Wasser im Revisionsschacht: Ursachen, Risiken & Sanierung im Altbau?
In diesem Forum sind Sie: Trinkwasser- und Schmutzwasser-Aufbereitung📌 Kurze Zusammenfassung dieses Threads - Stand: 12.01.2026
Die Diskussion dreht sich um Wasser im Revisionsschacht eines Altbaus (Baujahr 1962). Hauptursache ist eine undichte Stelle an einer Rohrverbindung des Abwasserrohrs. Eine provisorische Reparatur wurde durchgeführt, aber eine fachgerechte Sanierung durch einen Installateur ist unerlässlich.
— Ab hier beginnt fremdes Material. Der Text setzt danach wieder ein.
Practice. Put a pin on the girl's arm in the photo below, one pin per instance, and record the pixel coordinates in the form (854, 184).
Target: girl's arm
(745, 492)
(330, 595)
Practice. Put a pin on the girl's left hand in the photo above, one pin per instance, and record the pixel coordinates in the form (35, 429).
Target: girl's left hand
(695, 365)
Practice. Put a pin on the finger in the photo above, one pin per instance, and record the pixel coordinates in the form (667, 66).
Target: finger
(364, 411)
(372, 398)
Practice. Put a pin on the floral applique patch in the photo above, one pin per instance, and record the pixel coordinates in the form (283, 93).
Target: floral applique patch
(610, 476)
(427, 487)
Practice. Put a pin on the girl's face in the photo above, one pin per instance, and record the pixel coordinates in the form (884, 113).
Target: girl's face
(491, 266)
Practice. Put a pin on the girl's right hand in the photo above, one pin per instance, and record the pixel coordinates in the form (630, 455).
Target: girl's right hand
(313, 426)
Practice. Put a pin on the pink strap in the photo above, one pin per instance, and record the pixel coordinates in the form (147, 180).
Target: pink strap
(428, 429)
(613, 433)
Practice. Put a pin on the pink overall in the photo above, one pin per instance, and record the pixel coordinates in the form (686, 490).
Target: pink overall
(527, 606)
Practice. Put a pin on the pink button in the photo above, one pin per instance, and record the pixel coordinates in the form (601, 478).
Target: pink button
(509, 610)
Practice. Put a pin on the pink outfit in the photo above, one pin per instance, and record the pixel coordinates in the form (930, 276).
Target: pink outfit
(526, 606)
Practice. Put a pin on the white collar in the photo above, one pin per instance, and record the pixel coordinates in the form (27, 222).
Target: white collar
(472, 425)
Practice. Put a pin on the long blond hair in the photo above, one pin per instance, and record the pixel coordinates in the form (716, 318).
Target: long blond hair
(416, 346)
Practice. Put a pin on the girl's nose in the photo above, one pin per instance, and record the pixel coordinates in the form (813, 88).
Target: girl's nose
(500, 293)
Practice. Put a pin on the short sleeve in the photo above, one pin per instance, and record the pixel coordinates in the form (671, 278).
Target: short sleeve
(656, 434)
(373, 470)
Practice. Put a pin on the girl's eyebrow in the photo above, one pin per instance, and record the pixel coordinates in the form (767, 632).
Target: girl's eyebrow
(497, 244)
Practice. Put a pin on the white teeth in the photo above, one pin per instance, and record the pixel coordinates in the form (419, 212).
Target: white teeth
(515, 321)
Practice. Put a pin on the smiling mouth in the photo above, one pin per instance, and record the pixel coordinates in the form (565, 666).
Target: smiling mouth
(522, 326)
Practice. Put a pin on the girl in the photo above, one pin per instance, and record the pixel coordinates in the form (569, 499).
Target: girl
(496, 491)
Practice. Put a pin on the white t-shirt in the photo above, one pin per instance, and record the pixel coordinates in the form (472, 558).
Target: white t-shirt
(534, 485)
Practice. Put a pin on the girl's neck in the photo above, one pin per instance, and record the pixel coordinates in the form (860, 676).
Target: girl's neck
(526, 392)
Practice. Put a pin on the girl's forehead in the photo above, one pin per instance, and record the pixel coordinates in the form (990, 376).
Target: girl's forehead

Die Wahl des richtigen Materials zur Abdichtung spielt eine entscheidende Rolle.
⚠️ Wichtiger Hinweis · ✅ Zusatzinfo · 🔴 Risiko · 👉 Handlungsempfehlung
Wasser im Revisionsschacht: Ursachen, Risiken & Sanierung im Altbau?
im Keller meines Altbaus (1962) habe ich einen Wartungsschacht für das Abwasser-Rohr: kein Pumpensumpf; man sieht nur das Rohr ca. 1 m unter dem Kellerboden in einem gemauerten Schacht, im Rohr ein völlig verrostetes Teil, vermutlich eine Klappe zum Reinigen. In diesem Schacht sammelt sich leider Wasser ☹. Mein Installateur meinte, ich solle dann müsse das Rohrstück ausgetauscht werden. Seitdem hat er sich nicht mehr gemeldet - verständlicherweise 😉.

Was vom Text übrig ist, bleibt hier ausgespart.